冬は日が落ちるのが早い、数時間前に輝いて大地を暖めていた太陽はすっかり陰り綺麗な夕焼けが町を照らす。傾いた日を背にだらしなく長い坂を下っていると、なんだか切ない気分になってくる。
「それで奥沢、お前今日はどうなのよ、家開いてる?」
「どうって別に普段どおりだが」
「沼田の方にある名画座か、演目は」
「ダダールのベータフィルとペルセウス、SF二本立てだ。絶対眠くなる」
「それならばだね奥沢きゅん、オールナイトより楽しくてお金かからない遊びをしたいとは思わないかね」
「また鍋か」
「当たり前だ!冬と言ったらちゃぶ台もしくは火燵の上でぐつぐつと煮立った鍋をつつきあい、食後にはもちろん蜜柑を頬張るものと元禄の昔から相場が決まっておる!」
「なら扇町のスーパーにでも寄るかな、肉は今日は鳥が安かったはずだ。
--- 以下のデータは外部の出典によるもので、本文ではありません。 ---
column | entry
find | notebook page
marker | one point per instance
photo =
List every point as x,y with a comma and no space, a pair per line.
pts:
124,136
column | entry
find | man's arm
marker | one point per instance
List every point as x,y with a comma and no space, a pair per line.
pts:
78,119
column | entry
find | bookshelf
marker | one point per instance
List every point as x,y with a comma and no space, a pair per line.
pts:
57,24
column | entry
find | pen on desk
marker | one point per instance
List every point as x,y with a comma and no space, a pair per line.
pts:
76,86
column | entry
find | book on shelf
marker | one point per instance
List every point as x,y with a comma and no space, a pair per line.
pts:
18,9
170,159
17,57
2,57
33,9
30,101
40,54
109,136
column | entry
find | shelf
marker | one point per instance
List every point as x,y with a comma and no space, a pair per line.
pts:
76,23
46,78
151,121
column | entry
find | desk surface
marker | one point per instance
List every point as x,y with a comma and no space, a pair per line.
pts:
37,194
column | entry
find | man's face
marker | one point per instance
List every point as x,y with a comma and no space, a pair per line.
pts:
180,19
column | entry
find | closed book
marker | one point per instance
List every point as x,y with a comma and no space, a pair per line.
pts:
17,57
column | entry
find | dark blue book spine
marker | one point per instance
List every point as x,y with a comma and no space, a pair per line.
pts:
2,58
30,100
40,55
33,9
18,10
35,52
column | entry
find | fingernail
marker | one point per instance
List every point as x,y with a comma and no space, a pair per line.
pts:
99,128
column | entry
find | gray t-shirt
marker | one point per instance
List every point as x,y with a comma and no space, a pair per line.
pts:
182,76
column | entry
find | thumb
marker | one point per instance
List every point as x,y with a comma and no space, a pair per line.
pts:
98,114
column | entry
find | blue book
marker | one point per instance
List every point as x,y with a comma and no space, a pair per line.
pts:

ついでにレトルトをいくらか買い置きしておきたいな。お前ら持ちで」
「水炊きか、そそるねえ」
ぐだぐだと取り留めのない話をしながら安さが売りの大型スーパー、イーエーに来た。羅列される食材と大きな字体で書かれた値段。
鶏肉を籠に入れる
白菜を籠に入れる
大根を籠に入れる
本酒を籠に入れる
御影が何か入れる
巨大商業施設がもつ本来の目的、消費の誘導という名の欲望の扇動に見事に乗っかりあれもこれもと不要なまでの食材と安酒を買い溜めた。両手に持ちきれぬ生鮮食料品を手分して御影のアパートメントに運び入れる。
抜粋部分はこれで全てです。